Antes da decisão de maio/2020 no sentido do HC de Quintanilha, o STF já tem precedentes do próprio ministro Celso de Mello (HC 84.444) e de Cezar Peluso (HC 97.229), de que cabe Habeas corpus a outro ministro do Supremo contra decisão de colega da Corte, como no caso de Sara Winter, que determinou a sua prisão, já que não há jurisdição superior à do Supremo Tribunal Federal.

A súmula 606, do STF, usada pela ministra como desculpa para não julgar o caso, diz que não cabe HC contra “órgão colegiado” do STF e não “contra decisão monocrática”.

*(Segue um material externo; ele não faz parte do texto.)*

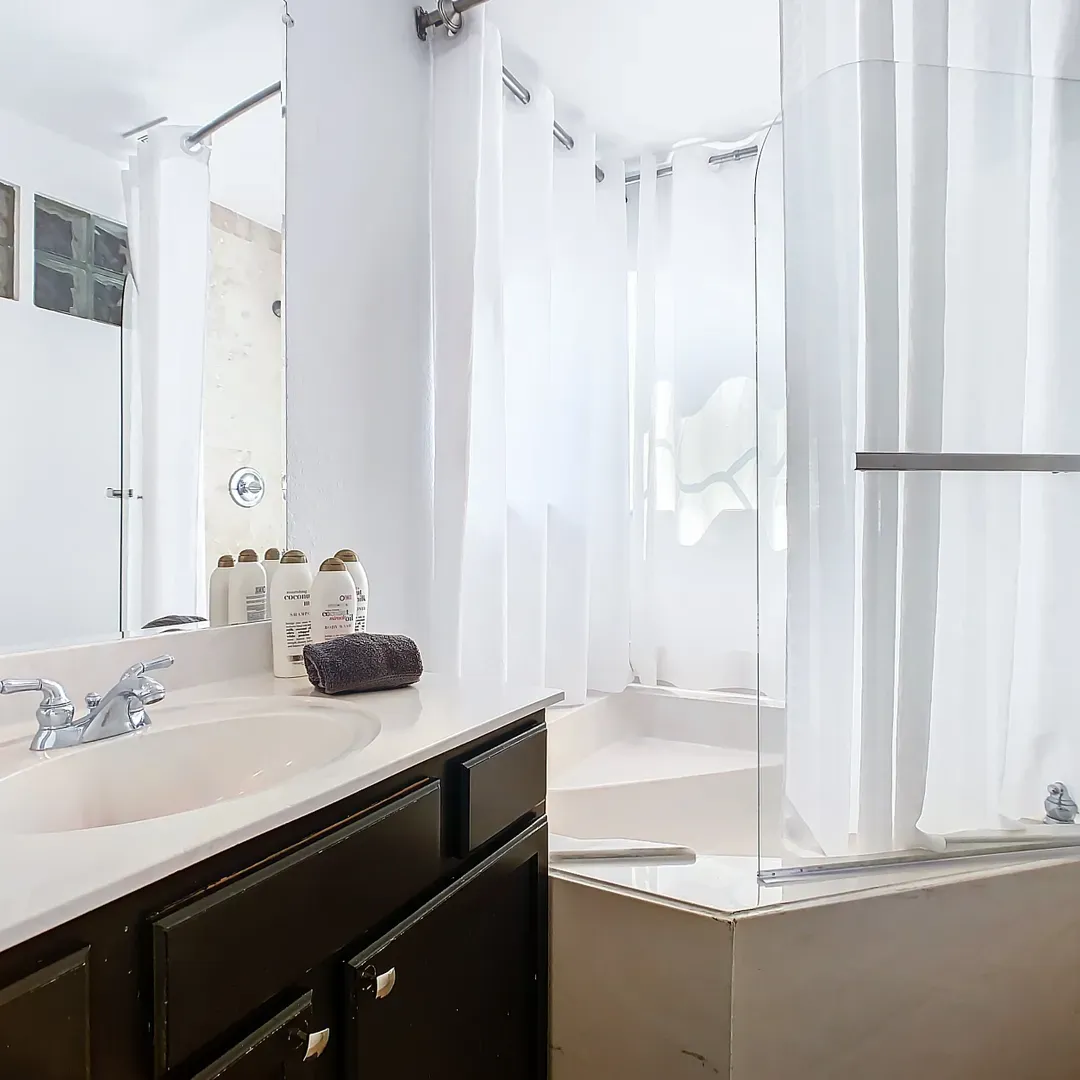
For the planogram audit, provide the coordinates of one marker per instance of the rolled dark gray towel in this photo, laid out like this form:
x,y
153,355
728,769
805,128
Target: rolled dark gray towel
x,y
356,662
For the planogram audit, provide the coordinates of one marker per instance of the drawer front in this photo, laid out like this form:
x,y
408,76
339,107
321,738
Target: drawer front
x,y
220,957
500,786
277,1049
459,989
44,1023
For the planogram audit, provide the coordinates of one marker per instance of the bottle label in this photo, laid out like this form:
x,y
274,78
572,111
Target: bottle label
x,y
338,617
256,604
297,618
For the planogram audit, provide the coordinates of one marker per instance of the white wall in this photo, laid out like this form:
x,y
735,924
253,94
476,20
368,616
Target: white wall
x,y
243,407
61,433
359,297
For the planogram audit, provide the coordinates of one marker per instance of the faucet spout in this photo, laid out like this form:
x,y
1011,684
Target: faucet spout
x,y
120,711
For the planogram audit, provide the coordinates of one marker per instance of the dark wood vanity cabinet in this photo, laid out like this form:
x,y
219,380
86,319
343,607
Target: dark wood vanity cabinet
x,y
400,932
458,989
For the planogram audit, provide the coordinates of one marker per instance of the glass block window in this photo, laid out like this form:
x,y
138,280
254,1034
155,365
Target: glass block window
x,y
79,262
8,212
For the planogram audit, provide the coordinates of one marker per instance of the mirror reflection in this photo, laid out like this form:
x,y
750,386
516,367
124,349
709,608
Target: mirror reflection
x,y
142,208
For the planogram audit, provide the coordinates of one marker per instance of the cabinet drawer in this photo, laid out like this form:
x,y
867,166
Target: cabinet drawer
x,y
277,1049
459,989
44,1022
500,786
220,957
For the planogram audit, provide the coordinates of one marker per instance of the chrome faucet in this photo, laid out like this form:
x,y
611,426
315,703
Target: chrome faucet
x,y
116,713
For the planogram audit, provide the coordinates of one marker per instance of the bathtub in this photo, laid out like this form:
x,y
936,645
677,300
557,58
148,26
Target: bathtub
x,y
667,767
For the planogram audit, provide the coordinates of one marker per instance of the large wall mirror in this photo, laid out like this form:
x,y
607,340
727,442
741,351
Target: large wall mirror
x,y
140,309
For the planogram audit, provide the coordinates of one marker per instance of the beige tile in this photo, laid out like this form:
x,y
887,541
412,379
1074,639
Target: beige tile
x,y
972,979
639,990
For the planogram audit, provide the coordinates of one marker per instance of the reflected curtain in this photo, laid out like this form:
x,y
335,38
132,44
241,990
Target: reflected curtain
x,y
930,159
166,188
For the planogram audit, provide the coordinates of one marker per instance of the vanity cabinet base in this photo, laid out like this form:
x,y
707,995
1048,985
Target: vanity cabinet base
x,y
356,942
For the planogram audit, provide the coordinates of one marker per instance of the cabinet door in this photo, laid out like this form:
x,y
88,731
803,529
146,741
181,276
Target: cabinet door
x,y
460,989
279,1050
44,1023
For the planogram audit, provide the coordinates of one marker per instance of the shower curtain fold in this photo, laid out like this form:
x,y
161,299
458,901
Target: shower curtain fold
x,y
929,696
530,310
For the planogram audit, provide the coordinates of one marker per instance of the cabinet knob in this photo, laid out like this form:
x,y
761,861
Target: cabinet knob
x,y
381,985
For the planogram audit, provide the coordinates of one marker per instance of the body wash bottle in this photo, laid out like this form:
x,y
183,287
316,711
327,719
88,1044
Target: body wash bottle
x,y
333,602
219,591
355,569
291,615
247,590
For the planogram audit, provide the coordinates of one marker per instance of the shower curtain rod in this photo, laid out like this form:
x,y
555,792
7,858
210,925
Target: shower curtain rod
x,y
518,90
448,13
246,105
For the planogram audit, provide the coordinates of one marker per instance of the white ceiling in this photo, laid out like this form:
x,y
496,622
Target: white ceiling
x,y
645,73
91,70
648,73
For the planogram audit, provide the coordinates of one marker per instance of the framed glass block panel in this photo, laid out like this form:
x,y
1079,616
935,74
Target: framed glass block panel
x,y
58,286
61,230
9,203
110,246
108,299
80,262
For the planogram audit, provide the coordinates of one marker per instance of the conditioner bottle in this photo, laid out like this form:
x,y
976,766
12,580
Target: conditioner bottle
x,y
219,591
355,569
247,590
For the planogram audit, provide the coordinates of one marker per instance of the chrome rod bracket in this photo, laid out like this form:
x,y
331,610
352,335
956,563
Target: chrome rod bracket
x,y
446,13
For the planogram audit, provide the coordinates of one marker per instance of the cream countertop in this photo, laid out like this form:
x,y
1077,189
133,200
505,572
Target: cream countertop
x,y
50,878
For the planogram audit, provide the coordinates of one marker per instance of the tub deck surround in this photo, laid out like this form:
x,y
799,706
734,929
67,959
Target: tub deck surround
x,y
56,876
675,767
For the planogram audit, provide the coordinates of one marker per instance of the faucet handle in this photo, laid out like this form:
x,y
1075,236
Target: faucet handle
x,y
55,710
150,665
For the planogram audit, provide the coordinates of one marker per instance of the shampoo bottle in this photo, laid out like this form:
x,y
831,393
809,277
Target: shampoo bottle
x,y
333,602
247,590
219,591
355,569
270,563
291,613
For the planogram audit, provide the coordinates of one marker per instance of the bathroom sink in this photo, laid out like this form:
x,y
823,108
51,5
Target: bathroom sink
x,y
191,757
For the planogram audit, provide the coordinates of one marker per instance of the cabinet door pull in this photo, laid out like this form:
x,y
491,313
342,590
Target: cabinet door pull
x,y
316,1043
385,983
381,985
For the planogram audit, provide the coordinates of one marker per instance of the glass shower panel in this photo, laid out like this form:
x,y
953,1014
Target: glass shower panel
x,y
930,257
771,486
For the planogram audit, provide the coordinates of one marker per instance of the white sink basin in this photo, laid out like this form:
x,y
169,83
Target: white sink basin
x,y
191,757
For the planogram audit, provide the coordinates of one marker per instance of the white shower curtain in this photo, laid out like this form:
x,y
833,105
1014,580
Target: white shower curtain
x,y
530,387
166,189
570,550
931,279
696,458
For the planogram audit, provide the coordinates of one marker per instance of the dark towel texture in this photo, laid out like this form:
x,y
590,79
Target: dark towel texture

Ela também alega, na falta de argumentos sólidos, que não foi trazido o mandado de prisão, quando este é fato público e notório e sabendo-se que os atos do Inquérito a que se volta o HC 187208 são totalmente sigilosos e de impossível acesso a essa ordem.

Henrique Quintanilha disse ao Terça Livre que, por essas razões, vai recorrer da decisão da Ministra e espera que a própria reconsidere sua decisão, bem como pedirá direito de resposta ao Portal do STF que veiculou a notícia sobre o processo apenas com versão da ministra.

“Ainda estamos numa Democracia formal”, disparou o advogado.